In both cases we are faced with strategies that seek to generate modifications in the subject’s behaviour, using messages that seek to persuade of the need to follow the message they offer.

Both often use emotionality to achieve their goals, and may misrepresent the truth in order to achieve their objectives. In fact, both advertising and propaganda often use elements of the other concept to further their goals. The distinction between the two is very fine and it is often difficult to find elements that separate them.

Main differences between advertising and propaganda

Although, as we have seen, the concepts of advertising and propaganda share several similarities, in the end they are different concepts with characteristics that differentiate them from each other . Among these differences we can find the following.

1. The goal of persuasive communication

The main and most remarkable difference between advertising and propaganda can be found in its objective: advertising is mainly oriented to commercial purposes (to manage to sell or increase consumption), while propaganda aims at modifying the ideology or thought of the target subject, in a dogmatic way.

Advertising seeks to extract economic benefit in a direct way , or to raise awareness about a social reality without trying to change other people’s beliefs, while propaganda, despite not having a profit motive, does seek to modify the cognitions and beliefs of the subject in order to align them with the ideology it proposes.

2. Themes they work on

Advertising and publicity also differ in the type of areas or themes they usually work on.

As a general rule, advertising refers to services or consumer goods, although it may also seek to promote institutions, companies, ideas or general social realities.

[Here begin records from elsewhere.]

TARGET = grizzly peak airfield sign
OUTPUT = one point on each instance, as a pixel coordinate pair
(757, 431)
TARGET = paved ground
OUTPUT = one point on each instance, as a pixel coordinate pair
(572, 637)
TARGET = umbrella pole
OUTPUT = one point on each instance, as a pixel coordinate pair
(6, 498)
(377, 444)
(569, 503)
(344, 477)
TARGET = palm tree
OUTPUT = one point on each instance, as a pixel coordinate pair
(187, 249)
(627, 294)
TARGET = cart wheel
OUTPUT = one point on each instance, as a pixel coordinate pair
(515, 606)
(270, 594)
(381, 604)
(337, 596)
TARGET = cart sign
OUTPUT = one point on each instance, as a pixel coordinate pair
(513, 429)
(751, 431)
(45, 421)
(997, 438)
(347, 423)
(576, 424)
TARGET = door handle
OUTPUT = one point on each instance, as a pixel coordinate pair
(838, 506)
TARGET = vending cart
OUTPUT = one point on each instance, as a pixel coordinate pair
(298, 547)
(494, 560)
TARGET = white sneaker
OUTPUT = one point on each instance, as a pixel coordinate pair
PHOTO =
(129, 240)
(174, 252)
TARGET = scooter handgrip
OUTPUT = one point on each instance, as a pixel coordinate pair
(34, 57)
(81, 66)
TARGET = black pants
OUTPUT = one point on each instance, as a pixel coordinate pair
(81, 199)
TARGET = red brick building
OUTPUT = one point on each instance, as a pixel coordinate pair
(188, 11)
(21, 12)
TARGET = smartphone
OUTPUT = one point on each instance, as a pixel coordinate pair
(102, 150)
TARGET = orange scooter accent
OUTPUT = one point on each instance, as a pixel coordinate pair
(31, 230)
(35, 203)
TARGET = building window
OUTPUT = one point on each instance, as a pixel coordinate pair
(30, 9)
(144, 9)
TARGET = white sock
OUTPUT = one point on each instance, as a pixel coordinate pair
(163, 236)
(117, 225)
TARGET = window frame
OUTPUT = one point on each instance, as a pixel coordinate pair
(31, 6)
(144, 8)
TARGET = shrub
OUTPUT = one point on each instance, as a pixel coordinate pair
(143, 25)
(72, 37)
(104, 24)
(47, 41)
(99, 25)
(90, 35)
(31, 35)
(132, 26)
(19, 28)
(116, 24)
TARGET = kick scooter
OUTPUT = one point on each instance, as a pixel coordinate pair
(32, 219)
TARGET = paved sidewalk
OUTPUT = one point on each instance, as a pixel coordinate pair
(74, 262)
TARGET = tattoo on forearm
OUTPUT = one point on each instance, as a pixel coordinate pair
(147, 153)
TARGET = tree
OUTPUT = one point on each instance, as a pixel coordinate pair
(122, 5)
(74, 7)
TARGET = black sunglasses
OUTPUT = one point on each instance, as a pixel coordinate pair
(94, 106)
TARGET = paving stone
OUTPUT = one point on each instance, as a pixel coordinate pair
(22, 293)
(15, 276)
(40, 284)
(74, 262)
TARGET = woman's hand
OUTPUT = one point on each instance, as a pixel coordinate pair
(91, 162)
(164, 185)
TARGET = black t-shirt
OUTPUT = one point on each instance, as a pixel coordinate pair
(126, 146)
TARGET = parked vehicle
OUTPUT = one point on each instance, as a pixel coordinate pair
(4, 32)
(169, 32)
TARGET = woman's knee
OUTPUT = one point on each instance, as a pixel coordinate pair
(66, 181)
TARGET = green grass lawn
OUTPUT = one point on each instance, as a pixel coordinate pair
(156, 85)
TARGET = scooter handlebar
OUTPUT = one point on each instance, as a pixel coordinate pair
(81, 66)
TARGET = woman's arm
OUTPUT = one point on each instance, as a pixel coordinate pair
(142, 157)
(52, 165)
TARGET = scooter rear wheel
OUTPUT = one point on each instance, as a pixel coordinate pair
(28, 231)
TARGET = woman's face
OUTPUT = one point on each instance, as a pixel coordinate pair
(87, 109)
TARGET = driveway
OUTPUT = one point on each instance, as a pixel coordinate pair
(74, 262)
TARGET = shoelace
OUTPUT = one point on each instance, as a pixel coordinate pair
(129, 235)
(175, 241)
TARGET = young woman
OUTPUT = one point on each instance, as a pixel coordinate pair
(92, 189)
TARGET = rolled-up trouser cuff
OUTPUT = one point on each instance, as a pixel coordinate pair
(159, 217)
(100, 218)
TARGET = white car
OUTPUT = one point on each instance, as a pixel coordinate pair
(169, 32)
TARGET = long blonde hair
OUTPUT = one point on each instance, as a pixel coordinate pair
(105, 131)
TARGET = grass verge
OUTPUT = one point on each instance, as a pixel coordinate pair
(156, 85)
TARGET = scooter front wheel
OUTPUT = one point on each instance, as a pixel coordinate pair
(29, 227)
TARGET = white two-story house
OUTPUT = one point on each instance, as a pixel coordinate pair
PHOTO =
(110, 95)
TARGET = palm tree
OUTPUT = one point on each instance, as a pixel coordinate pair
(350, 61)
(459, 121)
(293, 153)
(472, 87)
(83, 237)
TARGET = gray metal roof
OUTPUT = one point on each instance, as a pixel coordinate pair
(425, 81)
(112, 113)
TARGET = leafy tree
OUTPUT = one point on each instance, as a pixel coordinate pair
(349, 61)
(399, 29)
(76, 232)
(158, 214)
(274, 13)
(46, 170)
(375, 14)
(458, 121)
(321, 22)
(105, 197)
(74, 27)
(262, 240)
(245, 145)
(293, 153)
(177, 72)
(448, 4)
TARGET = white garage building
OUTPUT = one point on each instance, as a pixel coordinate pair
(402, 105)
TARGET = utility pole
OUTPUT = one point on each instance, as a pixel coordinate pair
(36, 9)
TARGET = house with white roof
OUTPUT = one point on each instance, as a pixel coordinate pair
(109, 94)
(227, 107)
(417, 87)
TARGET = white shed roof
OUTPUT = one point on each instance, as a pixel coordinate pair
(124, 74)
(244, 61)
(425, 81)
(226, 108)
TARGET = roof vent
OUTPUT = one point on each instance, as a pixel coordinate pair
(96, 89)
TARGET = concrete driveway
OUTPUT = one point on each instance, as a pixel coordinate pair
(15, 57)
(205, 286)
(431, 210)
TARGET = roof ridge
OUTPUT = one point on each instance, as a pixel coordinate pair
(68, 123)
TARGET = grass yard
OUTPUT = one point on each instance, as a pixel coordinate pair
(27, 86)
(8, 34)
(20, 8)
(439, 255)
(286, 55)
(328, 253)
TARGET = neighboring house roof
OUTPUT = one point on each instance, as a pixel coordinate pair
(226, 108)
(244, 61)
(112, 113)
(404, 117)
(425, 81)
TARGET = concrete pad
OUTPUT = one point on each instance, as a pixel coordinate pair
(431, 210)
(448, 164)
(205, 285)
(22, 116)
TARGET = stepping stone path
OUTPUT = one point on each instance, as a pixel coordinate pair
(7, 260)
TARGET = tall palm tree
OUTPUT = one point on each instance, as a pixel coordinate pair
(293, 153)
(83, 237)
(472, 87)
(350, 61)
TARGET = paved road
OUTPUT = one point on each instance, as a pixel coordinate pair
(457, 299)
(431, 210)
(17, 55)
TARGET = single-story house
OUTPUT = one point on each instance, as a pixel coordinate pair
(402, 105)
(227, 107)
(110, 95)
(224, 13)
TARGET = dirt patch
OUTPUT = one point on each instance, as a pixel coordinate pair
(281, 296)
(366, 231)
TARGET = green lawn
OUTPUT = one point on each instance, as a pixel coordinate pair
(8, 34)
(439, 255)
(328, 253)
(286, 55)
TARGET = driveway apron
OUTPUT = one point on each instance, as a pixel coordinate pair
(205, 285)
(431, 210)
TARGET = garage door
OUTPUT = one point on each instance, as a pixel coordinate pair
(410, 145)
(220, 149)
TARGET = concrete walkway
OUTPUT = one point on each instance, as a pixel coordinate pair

Counter-advertising usually deals with topics such as beliefs or areas such as politics and religion.

3. Guidance on content

Another differential aspect can be found in the type of relationship that the message establishes with respect to the content, or in the relationship between the content and the objective of the communication.

As a general rule, advertising is consistent with the material or message it has and seeks acceptance and attraction to its message, so the person generating the advertising communication presents information that seeks to increase the approach to what it sells .

However, propaganda can either seek acceptance or adherence to an ideology or thought or try to reject it and generate a drift towards a way of thinking contrary to one’s own.

4. Level of inclusiveness

Another possible difference between propaganda and advertising has to do with who it is aimed at.

As a general rule, propaganda is oriented to reach a very particular group, having a very defined target with an ideology similar to that of the sender . Although advertising often tries to generate strategies to attract specific sectors of the population, in general it tries to act in a universal way, seeking a much more social and communitarian effect.

5. Level of deepening in the psyche

Another big difference between both concepts can be found in that while advertising only seeks to draw attention to a certain product or idea and perhaps generate an awareness of its need (sometimes incorporating emotional elements), advertising is aimed at awakening, using and even modifying emotions, expectations, thoughts, beliefs and perspectives.

In this sense, propaganda seeks to go much deeper into the psyche of the subject in order to convince him to alter his ideology, while advertising interacts with the subject at a more superficial level .

Bibliographic references:

  • Eguizábal, R. (2007). Theory of advertising. Editorial Cátedra. Madrid.
  • Méndiz, A. (2008). Conceptual differences between advertising and propaganda: an etymological approach. Questiones publicitarias, 1 (12): 43-61.